BC Ferries says it’s still looking at tweaks to the schedule for Langdale-Horseshoe Bay (Route 3), as yet another petition circulates calling for the company to close the gap between the last two sailings out of Horseshoe Bay.
Surrey

BC Ferries says it’s still looking at tweaks to the schedule for Langdale-Horseshoe Bay (Route 3), as yet another petition circulates calling for the company to close the gap between the last two sailings out of Horseshoe Bay.

Earlier this year BC Ferries introduced an “expanded” winter and shoulder season schedule that spread the sailings out over a longer period in an effort to improve on-time performance and ensure a year-round 5:30 p.m. departure from Horseshoe Bay to serve commuters.

Mark Wilson, the ferry company’s vice-president of strategy and community engagement, told the Oct. 24 meeting of the Sunshine Coast Ferry Advisory Committee (FAC) that over the summer months Route 3 is “chock-a-block” when it comes to demand, and that demand continues to cause overloads and delays.

But, the expansion of the shoulder and winter schedules has led to improvements.

“What we’ve seen on those changes, although there’s still room to improve, is that those changes starting last fall for the shoulder and the winter season have improved the on-time performance for that period.”

BC Ferries’ director of fleet operation strategy, Peter Simpson, said it’s been harder to get improvements in July and August, in part because there are more sailings on all the routes using Horseshoe Bay, leading to congestion.

“Where we’re putting the focus for July and August is revisiting some of the schedules, looking at a little bit more expansion,” he said. “We may be coming back to you with ideas around starting, in just those two months, the first sailing a bit earlier and the commuter sailing perhaps a little bit later.”

The FAC also heard about a drawback to the expanded schedule from Juleika Villanueva, a Gibsons woman who launched a petition on Change.org asking BC Ferries to close the three-hour gap between the last two sailings from Horseshoe Bay on the schedule that started Oct. 9 and runs to March 31, 2019.

Villanueva’s petition says the gap is making it impossible for some families with children who play sports with teams on the Lower Mainland and for some shift workers, like nurses.

“Just one extra sailing between 8 p.m. [and] 11 p.m. would make all the difference to these young people that must travel to the mainland,” Villanueva wrote in the preamble to the petition which now has more than 1,000 signatures.

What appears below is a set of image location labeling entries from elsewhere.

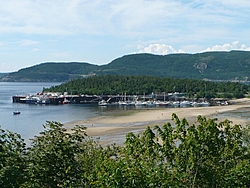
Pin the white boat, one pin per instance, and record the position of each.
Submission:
(185, 104)
(102, 103)
(205, 103)
(175, 104)
(196, 104)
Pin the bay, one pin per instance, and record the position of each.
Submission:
(32, 118)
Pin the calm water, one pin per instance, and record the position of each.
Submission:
(29, 122)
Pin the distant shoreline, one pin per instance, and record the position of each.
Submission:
(113, 128)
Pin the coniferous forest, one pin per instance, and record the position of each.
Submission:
(133, 85)
(177, 154)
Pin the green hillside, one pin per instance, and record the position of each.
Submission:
(234, 65)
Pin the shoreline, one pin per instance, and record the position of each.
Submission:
(113, 128)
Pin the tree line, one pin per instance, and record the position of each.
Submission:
(133, 85)
(177, 154)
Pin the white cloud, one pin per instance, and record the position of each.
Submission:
(161, 49)
(227, 47)
(28, 42)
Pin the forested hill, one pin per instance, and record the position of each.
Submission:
(234, 65)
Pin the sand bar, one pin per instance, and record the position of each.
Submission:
(113, 128)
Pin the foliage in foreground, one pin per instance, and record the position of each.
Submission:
(207, 154)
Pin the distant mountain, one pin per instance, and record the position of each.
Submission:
(234, 65)
(51, 72)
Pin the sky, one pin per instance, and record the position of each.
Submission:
(99, 31)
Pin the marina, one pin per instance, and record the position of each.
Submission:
(158, 100)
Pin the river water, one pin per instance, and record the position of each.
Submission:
(32, 118)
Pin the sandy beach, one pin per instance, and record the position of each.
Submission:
(113, 128)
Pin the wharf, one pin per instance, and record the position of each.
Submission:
(79, 99)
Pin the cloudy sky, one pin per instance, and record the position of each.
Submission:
(99, 31)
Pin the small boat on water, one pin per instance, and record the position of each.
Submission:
(16, 112)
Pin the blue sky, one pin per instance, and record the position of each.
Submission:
(99, 31)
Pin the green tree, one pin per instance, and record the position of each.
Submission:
(54, 157)
(12, 159)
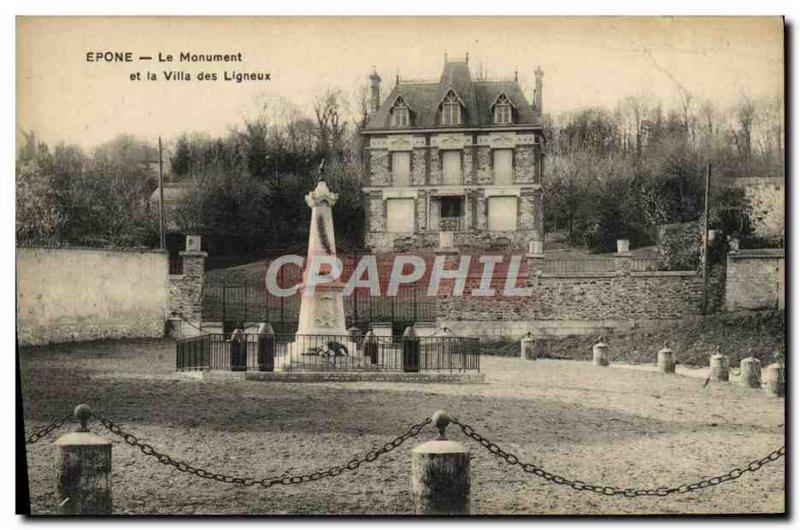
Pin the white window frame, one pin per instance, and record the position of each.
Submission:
(401, 115)
(495, 166)
(396, 174)
(390, 203)
(459, 173)
(498, 200)
(502, 111)
(451, 110)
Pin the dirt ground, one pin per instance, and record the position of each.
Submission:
(619, 426)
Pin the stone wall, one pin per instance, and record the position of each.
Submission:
(755, 279)
(580, 303)
(70, 294)
(186, 290)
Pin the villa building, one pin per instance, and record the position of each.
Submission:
(456, 162)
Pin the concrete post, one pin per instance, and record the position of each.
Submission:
(440, 474)
(666, 361)
(371, 347)
(266, 348)
(719, 366)
(526, 348)
(772, 378)
(751, 371)
(354, 334)
(600, 353)
(410, 343)
(83, 470)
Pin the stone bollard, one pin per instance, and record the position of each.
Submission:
(600, 353)
(774, 386)
(440, 476)
(526, 348)
(751, 371)
(719, 367)
(666, 361)
(83, 470)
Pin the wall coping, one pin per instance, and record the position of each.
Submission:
(577, 274)
(767, 253)
(96, 249)
(663, 273)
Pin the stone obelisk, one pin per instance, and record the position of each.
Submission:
(321, 310)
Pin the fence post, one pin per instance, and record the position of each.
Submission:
(440, 474)
(600, 353)
(750, 371)
(526, 348)
(266, 348)
(410, 350)
(83, 470)
(666, 361)
(772, 378)
(371, 347)
(719, 366)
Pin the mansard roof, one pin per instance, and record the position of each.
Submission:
(477, 96)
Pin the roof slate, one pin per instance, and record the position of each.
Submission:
(477, 95)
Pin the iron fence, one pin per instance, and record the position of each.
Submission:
(645, 264)
(320, 353)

Villanueva rose during the Q&A after the meeting to tell the BC Ferries reps that the gap means “our kids sitting for three hours at the terminal at nighttime on a Monday, Tuesday, Wednesday – whenever their practices are. If they can’t make that 7:50 ferry they have to wait until 10:55 at night on a school night. It’s really affecting our lives, it’s affecting our kids’ sleep, it’s affecting their school. It’s holding them back… These are kids that are given opportunities on the mainland that they’re having to turn down.

“My kid has quit the team for this year – that’s the decision we’ve had to make as family, that the ferry service just didn’t work for us,” she added.

FAC chair Diana Mumford said the committee heard similar concerns during the first period under the extended schedule that started back in January.

Wilson said one of the issues over the winter is that ferries have to be pulled out of service for refits and repairs. “I wish I had a quick and easy solution for you… It’s a series of compromises and it’s not that assets are sitting idle across the system [in winter]. They’re in refits.”

Simpson added that Ferries is willing to look into alternatives. “It’s still evolving. We’re not downing tools on this at all.”

BC Ferries representatives at the meeting also said the company’s longer term planning calls for two-vessel service on Route 3 in 2024, and completion of several capital projects, including a new reservation system and more ships, that could  mean waits will largely end at major terminals, including Langdale.